The bank said the move, which will see its headcount shrink by 4%, would cost it about $ 1bn (£621m) in pre-tax charges.


Shares in the bank rose 7% following the announcement.


The move comes two months after the bank’s former chief executive, Vikram Pandit, suddenly resigned.


Michael Corbat took over from Mr Pandit as chief executive.


The bank said the $ 1bn charge would be recorded in its fourth-quarter figures for this year.


It said it would also add another $ 100m in charges to the first half profits for 2013.


Citigroup said the changes would leave it $ 900m better off in 2013 and a further $ 1.1bn the following year.


The company said that about 25% of the charges for the fourth quarter related to its securities and banking division, with another 10% in transaction services.

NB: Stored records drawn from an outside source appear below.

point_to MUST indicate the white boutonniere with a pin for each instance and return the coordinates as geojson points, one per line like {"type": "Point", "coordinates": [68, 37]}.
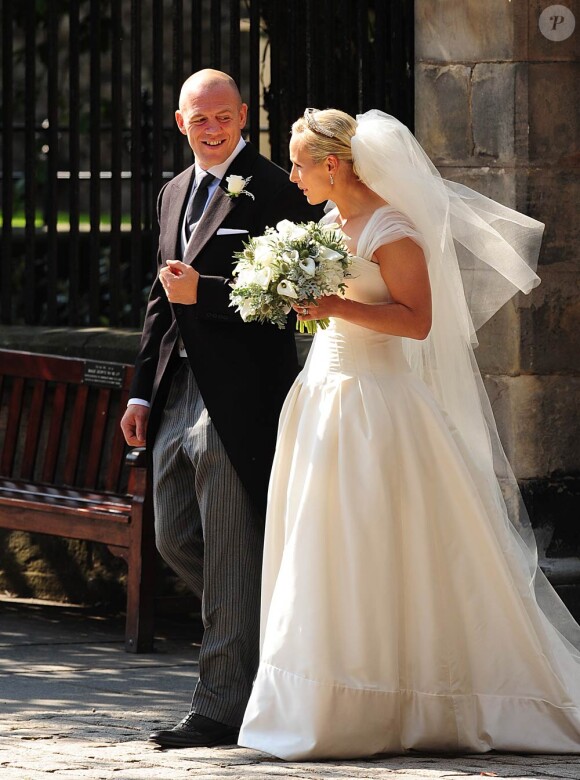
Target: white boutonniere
{"type": "Point", "coordinates": [237, 186]}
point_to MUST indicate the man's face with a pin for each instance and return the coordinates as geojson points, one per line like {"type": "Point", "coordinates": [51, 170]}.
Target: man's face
{"type": "Point", "coordinates": [212, 118]}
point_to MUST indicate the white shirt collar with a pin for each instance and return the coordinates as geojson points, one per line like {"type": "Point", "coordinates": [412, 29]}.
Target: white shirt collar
{"type": "Point", "coordinates": [219, 170]}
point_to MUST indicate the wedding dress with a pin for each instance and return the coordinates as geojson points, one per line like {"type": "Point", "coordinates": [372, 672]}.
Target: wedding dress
{"type": "Point", "coordinates": [399, 609]}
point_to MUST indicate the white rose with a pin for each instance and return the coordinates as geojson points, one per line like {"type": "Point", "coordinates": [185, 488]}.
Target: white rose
{"type": "Point", "coordinates": [291, 256]}
{"type": "Point", "coordinates": [287, 289]}
{"type": "Point", "coordinates": [308, 265]}
{"type": "Point", "coordinates": [244, 277]}
{"type": "Point", "coordinates": [329, 254]}
{"type": "Point", "coordinates": [264, 254]}
{"type": "Point", "coordinates": [263, 277]}
{"type": "Point", "coordinates": [246, 310]}
{"type": "Point", "coordinates": [235, 184]}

Another third would come from reductions in its global consumer banking division, where 6,200 positions would be cut.


Moving out


The banking group said it would be selling or scaling back consumer operations in Pakistan, Paraguay, Romania, Turkey and Uruguay.


Other countries affected by the changes would be Brazil, Hong Kong, Hungary, South Korea and the US.


It is also closing branches in Greece and Spain, countries hard-hit by the eurozone crisis.


It intends to focus on the 150 cities that have the highest growth potential in consumer banking.


After the changes, Citi said it would have more than 4,000 retail branches around the world.


At the time of Mr Pandit’s sudden departure, the bank’s chairman, Michael O’Neill, said the departure was not due to any “strategic, regulatory or operating issue”.


Mr Pandit left the bank with a settlement of more than $ 15m.


He resigned a day after Citi reported an 88% drop in quarterly profits to $ 468m.